In the US governmentOfficially acquire sharesFollowing Intel, the chipmaker not only received new funding but also was exempted from a series of restrictions and requirements originally included in the Chip Act. This move not only represents a further deepening of the US government's control over the domestic semiconductor industry, but also provides Intel with greater operational flexibility in promoting new-generation process technologies and expanding production capacity.
According towall street journalAndReuters NewsAccording to reports, Intel confirmed in its latest document that it will no longer need to comply with some of the original progress reviews and policy regulations of the chip bill in the future.
In the past, Intel had to submit project progress reports to the U.S. Department of Commerce and receive grant funds in phases. Now, it can receive funding simply by demonstrating it has invested approximately $79 billion in related projects. Intel also stated that its spending to date has reached $78.7 billion, which means it is almost in compliance with the requirements.
Intel also no longer needs to return a portion of project cash flow to the government, and several workflow-related conditions have been waived. However, Intel is still prohibited from using the subsidy funds for dividends or stock buybacks to prevent the subsidy from becoming a financial tool.

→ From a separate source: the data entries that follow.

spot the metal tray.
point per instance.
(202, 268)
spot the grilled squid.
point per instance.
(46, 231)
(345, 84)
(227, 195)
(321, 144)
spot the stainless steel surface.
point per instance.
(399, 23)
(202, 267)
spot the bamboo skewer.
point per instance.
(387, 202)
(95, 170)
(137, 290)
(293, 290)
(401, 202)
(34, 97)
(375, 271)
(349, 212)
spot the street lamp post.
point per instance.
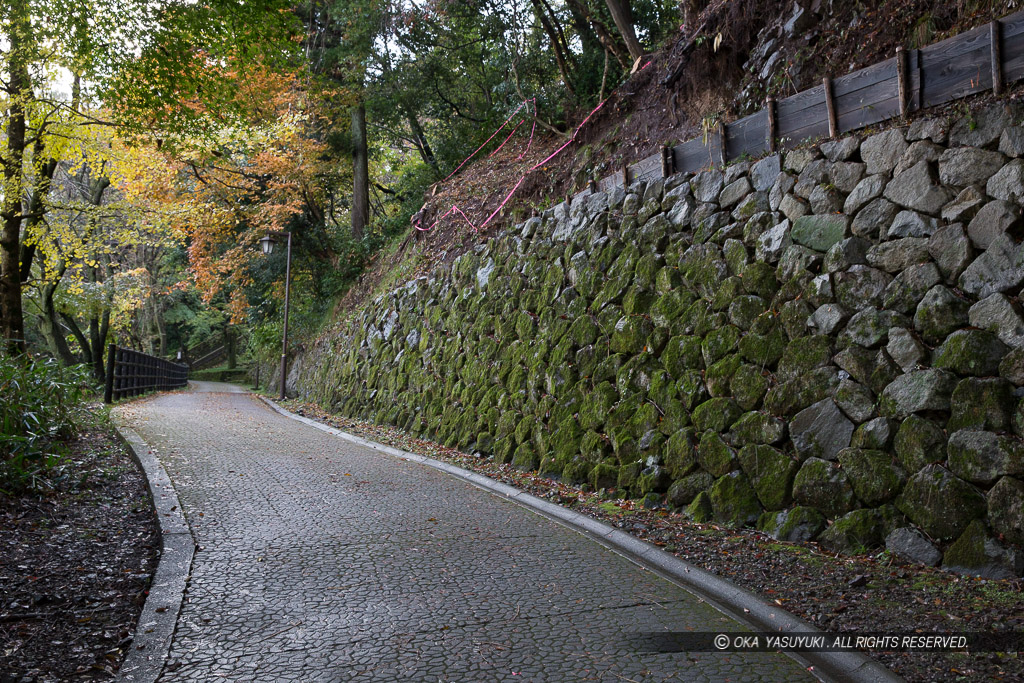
(267, 245)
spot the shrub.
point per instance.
(42, 404)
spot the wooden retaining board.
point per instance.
(749, 136)
(946, 71)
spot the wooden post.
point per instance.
(668, 162)
(830, 107)
(901, 80)
(995, 37)
(112, 355)
(721, 143)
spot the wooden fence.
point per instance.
(984, 58)
(131, 373)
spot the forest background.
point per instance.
(146, 147)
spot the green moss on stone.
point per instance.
(749, 386)
(630, 335)
(971, 352)
(771, 474)
(919, 442)
(682, 352)
(525, 458)
(981, 403)
(854, 532)
(720, 374)
(734, 501)
(941, 504)
(700, 509)
(603, 476)
(822, 485)
(759, 279)
(668, 279)
(691, 388)
(763, 349)
(670, 307)
(743, 310)
(758, 428)
(876, 479)
(803, 355)
(680, 454)
(799, 524)
(718, 343)
(790, 397)
(682, 492)
(726, 292)
(715, 455)
(716, 415)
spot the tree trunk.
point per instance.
(426, 154)
(18, 88)
(622, 14)
(585, 20)
(232, 357)
(50, 327)
(360, 172)
(556, 47)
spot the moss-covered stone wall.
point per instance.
(826, 344)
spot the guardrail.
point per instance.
(131, 373)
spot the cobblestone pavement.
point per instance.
(322, 560)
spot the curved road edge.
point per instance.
(159, 617)
(738, 603)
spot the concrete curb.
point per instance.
(155, 630)
(734, 601)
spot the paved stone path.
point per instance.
(322, 560)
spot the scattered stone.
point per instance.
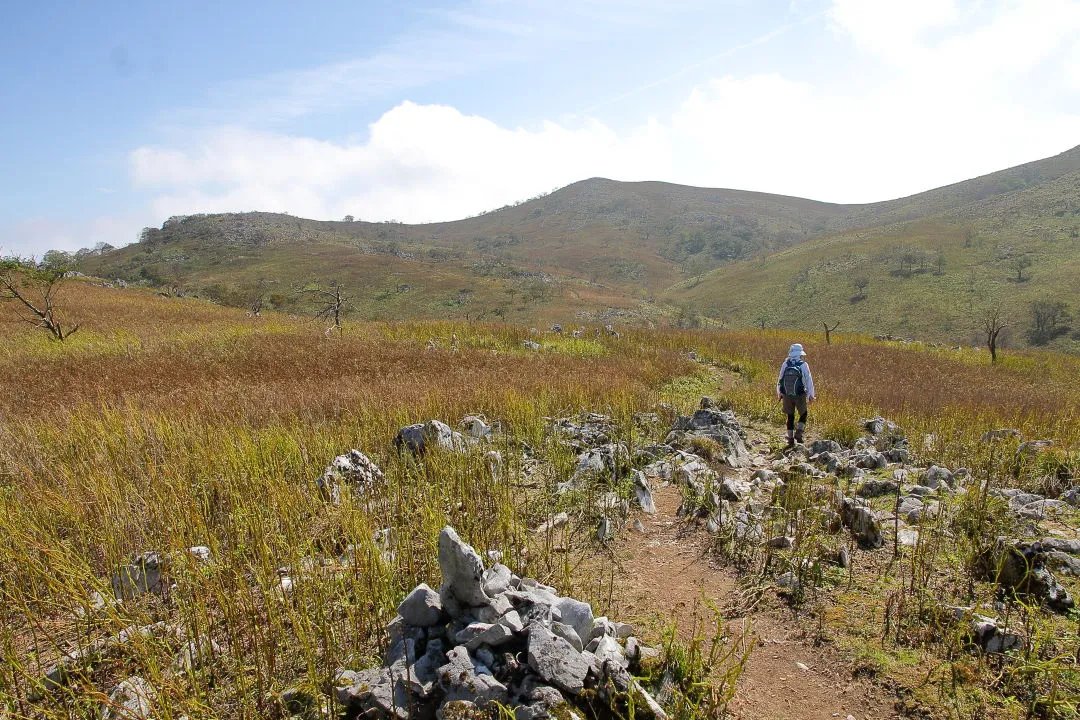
(643, 492)
(869, 460)
(936, 476)
(825, 446)
(1020, 567)
(875, 488)
(720, 426)
(421, 437)
(132, 700)
(138, 578)
(605, 529)
(555, 521)
(879, 425)
(353, 469)
(462, 570)
(860, 520)
(555, 660)
(200, 553)
(422, 607)
(196, 654)
(907, 537)
(1000, 434)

The core reason for this policy shift is that the U.S. government is no longer just a subsidizer, but has become a shareholder. Previously, President Trump directly demanded the resignation of Intel CEO Lip-Bu Tan, but the meeting ultimately resulted in an agreement.

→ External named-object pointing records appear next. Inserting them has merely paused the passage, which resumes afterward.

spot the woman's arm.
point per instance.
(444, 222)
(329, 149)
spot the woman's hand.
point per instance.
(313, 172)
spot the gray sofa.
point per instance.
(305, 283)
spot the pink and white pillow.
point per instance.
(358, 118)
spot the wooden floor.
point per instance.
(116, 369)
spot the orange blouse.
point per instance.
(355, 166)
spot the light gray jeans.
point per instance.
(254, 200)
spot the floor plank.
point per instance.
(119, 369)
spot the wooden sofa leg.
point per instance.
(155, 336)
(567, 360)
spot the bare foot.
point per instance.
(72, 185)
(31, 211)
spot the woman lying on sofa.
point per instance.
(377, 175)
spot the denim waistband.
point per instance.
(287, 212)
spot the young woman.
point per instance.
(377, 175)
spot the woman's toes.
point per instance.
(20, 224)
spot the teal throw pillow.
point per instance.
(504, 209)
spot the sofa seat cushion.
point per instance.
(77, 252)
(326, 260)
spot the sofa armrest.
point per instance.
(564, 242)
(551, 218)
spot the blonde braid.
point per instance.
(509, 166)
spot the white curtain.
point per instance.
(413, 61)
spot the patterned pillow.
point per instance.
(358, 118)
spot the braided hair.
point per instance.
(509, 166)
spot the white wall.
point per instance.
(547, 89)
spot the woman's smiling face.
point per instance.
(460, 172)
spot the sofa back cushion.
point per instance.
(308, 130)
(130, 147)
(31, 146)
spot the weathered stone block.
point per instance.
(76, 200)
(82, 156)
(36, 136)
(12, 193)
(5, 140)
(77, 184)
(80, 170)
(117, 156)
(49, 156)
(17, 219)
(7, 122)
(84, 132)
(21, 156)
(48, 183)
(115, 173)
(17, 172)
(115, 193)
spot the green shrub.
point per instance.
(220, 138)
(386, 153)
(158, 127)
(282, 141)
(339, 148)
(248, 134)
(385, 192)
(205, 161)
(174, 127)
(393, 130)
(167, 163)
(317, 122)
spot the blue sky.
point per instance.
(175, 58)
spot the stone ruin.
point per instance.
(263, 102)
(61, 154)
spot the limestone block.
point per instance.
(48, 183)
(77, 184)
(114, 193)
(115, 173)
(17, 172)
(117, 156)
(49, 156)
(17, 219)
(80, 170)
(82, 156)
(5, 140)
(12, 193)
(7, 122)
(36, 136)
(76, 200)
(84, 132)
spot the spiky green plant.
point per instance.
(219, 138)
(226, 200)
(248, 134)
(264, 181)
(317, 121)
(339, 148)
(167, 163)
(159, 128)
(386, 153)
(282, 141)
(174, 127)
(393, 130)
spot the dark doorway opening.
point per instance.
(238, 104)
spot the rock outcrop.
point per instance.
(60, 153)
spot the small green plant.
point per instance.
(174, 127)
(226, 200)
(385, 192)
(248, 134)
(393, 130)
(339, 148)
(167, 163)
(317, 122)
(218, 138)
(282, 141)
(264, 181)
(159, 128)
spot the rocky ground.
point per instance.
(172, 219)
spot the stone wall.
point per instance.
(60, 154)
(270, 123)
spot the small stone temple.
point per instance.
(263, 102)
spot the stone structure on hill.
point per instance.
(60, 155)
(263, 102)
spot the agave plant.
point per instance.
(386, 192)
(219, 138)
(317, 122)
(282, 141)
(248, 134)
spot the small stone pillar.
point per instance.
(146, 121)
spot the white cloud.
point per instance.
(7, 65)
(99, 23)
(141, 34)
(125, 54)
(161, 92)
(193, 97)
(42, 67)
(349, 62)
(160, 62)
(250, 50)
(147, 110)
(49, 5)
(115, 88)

Ultimately, Intel secured $89 billion from the US government in exchange for retaining its leadership position, acquiring approximately a 10% stake in Intel. Of this, $57 billion came from the original Chip Act budget, while the remaining $32 billion was allocated to the Secure Enclave program.
The US government has already allocated $57 billion in advance funding to Intel, which, combined with the previously approved $22 billion in grants, brings the total investment in Intel to over $111 billion. For the US, this not only ensures tighter control over the chip manufacturing supply chain domestically, but also establishes direct influence over key companies through equity ownership.
This shift is seen as a testament to the United States' commitment to semiconductor independence amid geopolitical competition. By becoming a significant shareholder in Intel, the US government can not only accelerate the reshoring of chip manufacturing to the US, but also prevent companies from being sidetracked by short-term revenue pressures and deviating from their long-term strategic goals.
As for Intel, after receiving financial and policy support, it can focus more on promoting new process research and development and wafer fab construction.
With the loosening of the original framework of the Chip Act, Intel's development will be more directly tied to the interests of the US government. Whether this "government equity + industry subsidies" model will be replicated in other semiconductor companies will become a key focus of industry attention.